Wednesday, September 23, 2009

New news!!!!!!

I have an announcement to make!! We are EXPECTING!!!!!!!!!!!!!!!!!!!!! A little crazy to think, but in about 22 weeks we will have #3!! We are getting more excited. I was a little more shy about telling people, this time as last time we lost our 'blessing' at 9 weeks. SO we did not tell anyone, not even our parents until we were 13 or 14 weeks. I wanted to make sure. I figured no point causing drama until necessary.

There are more things to do this pregnancy, medically I mean. I have an extra ultrasound to see if we are having another big baby and we have to go for a fetal echo, today because of our oldest son to see if there were any heart defects. So wish us luck!!!

Signed,
Might be a little crazy!

Monday, June 8, 2009

It is crazy to think how fast life changes. I mean the turn of a head, the blink of an eye or a passing thought. Everything/anything can be over in a second from now. I mean GONE!!! Never to return. I am not trying to philosophical or anything, I really have nothing 'deep' in my head. I am not sure if I have ever had a 'deep', let alone profound thought.



What I am talking about is how a careless, recklessly passionate night can change the course of your life and then the same consequence can change your life again not long after.

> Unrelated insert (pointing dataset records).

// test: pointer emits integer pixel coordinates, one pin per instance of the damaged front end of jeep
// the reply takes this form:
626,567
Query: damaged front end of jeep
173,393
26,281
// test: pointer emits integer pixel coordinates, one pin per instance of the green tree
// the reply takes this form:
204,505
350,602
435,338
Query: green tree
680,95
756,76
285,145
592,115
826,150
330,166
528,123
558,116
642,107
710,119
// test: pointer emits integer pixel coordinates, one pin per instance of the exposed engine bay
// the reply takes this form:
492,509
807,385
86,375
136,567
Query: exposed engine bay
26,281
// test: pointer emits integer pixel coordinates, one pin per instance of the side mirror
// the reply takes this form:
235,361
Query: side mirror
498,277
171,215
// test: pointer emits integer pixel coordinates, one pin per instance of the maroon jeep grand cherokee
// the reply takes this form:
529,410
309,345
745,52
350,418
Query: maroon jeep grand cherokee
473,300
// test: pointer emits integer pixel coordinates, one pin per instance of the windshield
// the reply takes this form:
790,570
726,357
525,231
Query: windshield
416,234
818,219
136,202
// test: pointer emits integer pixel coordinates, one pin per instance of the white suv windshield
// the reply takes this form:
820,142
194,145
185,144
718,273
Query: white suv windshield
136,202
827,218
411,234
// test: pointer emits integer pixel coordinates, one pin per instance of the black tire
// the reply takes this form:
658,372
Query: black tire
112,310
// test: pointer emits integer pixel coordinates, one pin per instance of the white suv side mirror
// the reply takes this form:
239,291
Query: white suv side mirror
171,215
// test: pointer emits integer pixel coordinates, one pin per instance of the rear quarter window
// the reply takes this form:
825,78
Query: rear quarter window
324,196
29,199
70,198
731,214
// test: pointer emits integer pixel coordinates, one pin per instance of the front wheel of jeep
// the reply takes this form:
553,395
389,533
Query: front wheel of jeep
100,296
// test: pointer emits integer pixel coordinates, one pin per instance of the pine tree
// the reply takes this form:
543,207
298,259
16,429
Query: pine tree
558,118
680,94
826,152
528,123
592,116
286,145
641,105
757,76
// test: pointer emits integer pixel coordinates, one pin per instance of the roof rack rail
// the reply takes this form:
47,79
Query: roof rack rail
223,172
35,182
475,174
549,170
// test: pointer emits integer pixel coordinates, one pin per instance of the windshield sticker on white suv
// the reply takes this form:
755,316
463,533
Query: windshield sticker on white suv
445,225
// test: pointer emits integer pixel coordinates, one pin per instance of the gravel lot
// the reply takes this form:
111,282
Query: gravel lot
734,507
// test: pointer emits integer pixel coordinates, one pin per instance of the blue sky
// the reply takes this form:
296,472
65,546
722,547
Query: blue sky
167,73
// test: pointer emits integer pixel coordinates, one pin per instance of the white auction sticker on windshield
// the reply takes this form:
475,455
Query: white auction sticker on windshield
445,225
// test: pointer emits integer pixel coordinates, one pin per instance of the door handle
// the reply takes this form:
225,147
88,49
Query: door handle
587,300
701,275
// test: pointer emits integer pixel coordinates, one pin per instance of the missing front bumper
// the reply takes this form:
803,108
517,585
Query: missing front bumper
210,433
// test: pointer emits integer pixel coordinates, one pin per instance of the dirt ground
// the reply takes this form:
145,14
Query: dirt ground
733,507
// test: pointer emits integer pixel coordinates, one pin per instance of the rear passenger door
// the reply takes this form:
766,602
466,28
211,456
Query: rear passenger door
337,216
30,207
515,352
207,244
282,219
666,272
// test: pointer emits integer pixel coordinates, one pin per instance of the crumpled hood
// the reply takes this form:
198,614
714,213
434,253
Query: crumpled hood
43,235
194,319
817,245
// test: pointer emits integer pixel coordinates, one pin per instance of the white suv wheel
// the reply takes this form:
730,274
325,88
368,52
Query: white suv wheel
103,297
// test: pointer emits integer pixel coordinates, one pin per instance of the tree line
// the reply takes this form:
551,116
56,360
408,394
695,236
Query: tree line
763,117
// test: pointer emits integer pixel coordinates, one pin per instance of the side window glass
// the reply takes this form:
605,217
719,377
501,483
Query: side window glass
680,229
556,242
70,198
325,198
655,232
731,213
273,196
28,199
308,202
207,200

Larry and I have been discussing (which in our marriage means I talk and he 'listens') the prospect of further procreation. I want one more, for sure, while he is on the fence( and quite comfy with the fence post up his a##). On that note, I think this discussion is so frustrating and infuriating because we had thought we were done. After our daughter was sick as an infant we (or I should say, I)decided that two was probably more than enough. There are two parents, two hands for each child and we have a bedroom for each child. We were good, then when Ada hit about 11 months, I had a passing thought, that was met with a slightly positive pee stick. I say slightly positive because it never became any more positive and after about 6 weeks I got my period, so nothing came of it. Okay, I could deal, obviously nothing was going to, and we could try again later.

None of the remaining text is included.